O Tribunal Superior de Londres (‘High Court’) recusou o pedido apresentado por Paulo Branco e pela produtora francesa Alfama Films, fundada e dirigida pelo português, à produtora britânica Recorded Picture Company por violação de um contrato de opção para produzir o filme.

A Recorded Picture Company tinha atribuído inicialmente a opção de produzir o filme à Alfama em 31 de março de 2016, mas Branco e Gilliam entraram em conflito e a produtora britânica fez um novo contrato com a espanhola Tornasol, que resultou na conclusão do filme.

A Alfama argumentou que o contrato que tinha assinado foi violado e reivindicou compensação financeira dos custos de pré-produção e os honorários do produtor.
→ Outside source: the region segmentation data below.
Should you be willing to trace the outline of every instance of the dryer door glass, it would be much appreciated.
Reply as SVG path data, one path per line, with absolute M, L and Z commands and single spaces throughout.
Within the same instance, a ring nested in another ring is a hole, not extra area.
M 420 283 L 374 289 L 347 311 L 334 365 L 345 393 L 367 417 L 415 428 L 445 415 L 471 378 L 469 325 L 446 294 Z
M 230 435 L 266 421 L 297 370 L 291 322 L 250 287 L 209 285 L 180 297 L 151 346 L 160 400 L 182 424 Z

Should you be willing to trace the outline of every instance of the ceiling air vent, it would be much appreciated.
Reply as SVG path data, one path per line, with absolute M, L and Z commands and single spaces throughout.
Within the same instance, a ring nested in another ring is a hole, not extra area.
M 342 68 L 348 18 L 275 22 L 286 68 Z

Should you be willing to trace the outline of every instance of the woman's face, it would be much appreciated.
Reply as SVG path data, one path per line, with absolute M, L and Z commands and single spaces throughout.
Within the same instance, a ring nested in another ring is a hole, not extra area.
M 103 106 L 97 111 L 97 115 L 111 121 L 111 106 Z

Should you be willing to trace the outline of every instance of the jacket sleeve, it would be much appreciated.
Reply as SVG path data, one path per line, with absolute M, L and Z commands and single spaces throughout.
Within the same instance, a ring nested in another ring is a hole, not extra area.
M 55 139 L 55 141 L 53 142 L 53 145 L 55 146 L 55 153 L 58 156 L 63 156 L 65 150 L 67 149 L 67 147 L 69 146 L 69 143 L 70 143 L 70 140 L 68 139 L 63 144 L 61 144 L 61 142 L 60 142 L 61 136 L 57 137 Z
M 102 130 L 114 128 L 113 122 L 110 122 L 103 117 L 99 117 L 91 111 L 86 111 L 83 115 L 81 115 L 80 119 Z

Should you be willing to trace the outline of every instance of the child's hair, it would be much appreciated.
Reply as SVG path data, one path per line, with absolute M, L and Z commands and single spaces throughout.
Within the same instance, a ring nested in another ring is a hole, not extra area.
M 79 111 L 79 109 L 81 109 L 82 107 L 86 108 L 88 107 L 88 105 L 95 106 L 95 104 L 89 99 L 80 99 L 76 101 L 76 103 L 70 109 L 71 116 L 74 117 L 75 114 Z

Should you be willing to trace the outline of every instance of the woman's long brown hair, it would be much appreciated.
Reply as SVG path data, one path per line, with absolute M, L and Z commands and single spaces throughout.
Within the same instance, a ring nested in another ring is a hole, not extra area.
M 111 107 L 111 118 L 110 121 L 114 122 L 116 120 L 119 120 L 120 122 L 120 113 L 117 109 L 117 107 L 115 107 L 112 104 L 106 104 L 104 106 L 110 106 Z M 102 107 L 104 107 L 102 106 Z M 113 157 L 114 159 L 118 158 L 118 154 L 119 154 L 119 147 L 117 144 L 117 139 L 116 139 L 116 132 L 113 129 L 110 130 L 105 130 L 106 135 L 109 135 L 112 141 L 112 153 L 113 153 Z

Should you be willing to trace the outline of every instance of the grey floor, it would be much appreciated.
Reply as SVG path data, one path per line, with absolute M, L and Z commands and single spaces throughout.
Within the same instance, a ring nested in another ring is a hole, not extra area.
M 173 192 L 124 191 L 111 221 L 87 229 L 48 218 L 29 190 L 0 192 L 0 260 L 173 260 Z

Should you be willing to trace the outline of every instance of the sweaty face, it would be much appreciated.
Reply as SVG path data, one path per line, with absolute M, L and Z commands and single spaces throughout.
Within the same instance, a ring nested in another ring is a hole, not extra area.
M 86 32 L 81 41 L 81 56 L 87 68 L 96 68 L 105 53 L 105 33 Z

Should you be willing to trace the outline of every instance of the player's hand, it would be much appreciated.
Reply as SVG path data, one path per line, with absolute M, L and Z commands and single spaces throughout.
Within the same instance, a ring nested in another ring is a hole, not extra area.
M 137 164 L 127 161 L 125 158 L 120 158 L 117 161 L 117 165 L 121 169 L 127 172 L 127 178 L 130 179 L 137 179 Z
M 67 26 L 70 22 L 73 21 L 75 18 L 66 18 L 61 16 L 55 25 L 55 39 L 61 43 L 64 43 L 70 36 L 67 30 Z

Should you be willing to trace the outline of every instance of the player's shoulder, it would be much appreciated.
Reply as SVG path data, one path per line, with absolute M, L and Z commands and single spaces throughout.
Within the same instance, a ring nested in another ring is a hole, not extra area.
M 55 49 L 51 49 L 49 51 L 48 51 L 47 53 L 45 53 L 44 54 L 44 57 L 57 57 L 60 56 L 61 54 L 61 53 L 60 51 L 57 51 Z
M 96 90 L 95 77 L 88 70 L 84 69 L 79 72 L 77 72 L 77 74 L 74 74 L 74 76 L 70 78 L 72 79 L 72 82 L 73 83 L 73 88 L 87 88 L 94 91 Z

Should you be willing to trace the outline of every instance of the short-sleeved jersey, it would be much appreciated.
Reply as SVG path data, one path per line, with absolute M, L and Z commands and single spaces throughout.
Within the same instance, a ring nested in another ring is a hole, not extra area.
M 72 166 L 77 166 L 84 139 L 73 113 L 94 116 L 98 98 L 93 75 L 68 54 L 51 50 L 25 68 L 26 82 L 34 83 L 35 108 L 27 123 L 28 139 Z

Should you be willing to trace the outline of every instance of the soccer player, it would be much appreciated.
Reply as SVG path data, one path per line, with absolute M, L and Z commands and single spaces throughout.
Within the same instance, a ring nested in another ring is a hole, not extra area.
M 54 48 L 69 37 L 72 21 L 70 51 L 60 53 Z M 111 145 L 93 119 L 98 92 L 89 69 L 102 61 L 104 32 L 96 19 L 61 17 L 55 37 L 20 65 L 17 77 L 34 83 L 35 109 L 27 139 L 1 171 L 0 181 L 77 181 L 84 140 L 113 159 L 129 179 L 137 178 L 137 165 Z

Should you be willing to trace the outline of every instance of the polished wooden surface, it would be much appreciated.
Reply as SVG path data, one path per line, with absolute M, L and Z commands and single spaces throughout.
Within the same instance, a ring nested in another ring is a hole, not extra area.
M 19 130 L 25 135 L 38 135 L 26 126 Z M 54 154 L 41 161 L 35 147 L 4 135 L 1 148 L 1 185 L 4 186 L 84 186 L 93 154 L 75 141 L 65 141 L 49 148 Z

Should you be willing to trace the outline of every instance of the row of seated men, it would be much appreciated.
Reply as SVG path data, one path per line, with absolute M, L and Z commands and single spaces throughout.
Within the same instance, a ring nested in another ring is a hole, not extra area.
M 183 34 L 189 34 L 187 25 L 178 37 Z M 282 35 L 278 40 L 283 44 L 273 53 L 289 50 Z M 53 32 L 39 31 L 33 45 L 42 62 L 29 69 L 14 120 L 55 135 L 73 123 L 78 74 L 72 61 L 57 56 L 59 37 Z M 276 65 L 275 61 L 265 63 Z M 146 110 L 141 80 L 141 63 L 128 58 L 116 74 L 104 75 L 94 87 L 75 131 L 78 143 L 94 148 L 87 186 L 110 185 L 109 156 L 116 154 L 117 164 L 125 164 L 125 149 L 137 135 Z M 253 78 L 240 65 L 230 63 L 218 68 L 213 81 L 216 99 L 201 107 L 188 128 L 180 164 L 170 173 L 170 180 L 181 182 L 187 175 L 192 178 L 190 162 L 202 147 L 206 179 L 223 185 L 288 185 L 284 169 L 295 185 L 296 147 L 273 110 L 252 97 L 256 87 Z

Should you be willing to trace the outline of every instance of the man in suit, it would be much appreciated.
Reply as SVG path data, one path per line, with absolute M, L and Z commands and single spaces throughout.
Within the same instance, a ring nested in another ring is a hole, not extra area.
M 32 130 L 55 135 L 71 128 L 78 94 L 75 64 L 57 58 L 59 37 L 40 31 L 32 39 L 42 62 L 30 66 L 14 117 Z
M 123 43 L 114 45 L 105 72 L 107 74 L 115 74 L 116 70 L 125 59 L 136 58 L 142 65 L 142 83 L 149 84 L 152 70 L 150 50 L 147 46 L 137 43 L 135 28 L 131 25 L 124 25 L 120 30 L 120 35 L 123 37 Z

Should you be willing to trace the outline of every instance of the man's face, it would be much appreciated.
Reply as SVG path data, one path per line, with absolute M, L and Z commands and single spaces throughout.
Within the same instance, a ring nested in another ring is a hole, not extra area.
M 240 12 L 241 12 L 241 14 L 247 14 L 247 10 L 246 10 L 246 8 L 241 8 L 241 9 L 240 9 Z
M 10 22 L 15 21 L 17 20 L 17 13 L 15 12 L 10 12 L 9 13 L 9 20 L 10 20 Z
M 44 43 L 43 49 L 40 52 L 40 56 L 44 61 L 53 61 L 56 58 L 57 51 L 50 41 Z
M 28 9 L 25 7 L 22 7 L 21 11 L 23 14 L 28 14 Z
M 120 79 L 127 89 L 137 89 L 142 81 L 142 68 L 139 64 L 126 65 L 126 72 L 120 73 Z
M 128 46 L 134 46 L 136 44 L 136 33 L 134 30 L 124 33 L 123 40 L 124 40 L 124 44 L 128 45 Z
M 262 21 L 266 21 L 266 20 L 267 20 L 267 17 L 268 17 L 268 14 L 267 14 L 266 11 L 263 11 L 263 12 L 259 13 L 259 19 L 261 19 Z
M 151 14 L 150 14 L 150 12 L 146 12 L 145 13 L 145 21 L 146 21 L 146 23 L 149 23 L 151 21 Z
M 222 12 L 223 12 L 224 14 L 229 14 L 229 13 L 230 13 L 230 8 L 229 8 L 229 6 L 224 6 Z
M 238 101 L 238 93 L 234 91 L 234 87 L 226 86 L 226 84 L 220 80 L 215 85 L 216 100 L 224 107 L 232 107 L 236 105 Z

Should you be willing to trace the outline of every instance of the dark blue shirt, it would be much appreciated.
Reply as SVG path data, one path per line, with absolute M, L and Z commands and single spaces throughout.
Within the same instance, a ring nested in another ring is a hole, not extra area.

Porém, o tribunal, na decisão datada de quinta-feira, indeferiu o pedido por entender que a Alfama Films e Branco “nunca tiveram uma probabilidade substancial, nada para além de uma probabilidade especulativa, de fazer o filme”.

O juiz Richard Hacon não questiona a vontade de Paulo Branco querer fazer o filme, mas diz que a falta de confiança e a deterioração no relacionamento tornaram a colaboração difícil e que não existiam perspetivas de o português conseguir financiamento suficiente.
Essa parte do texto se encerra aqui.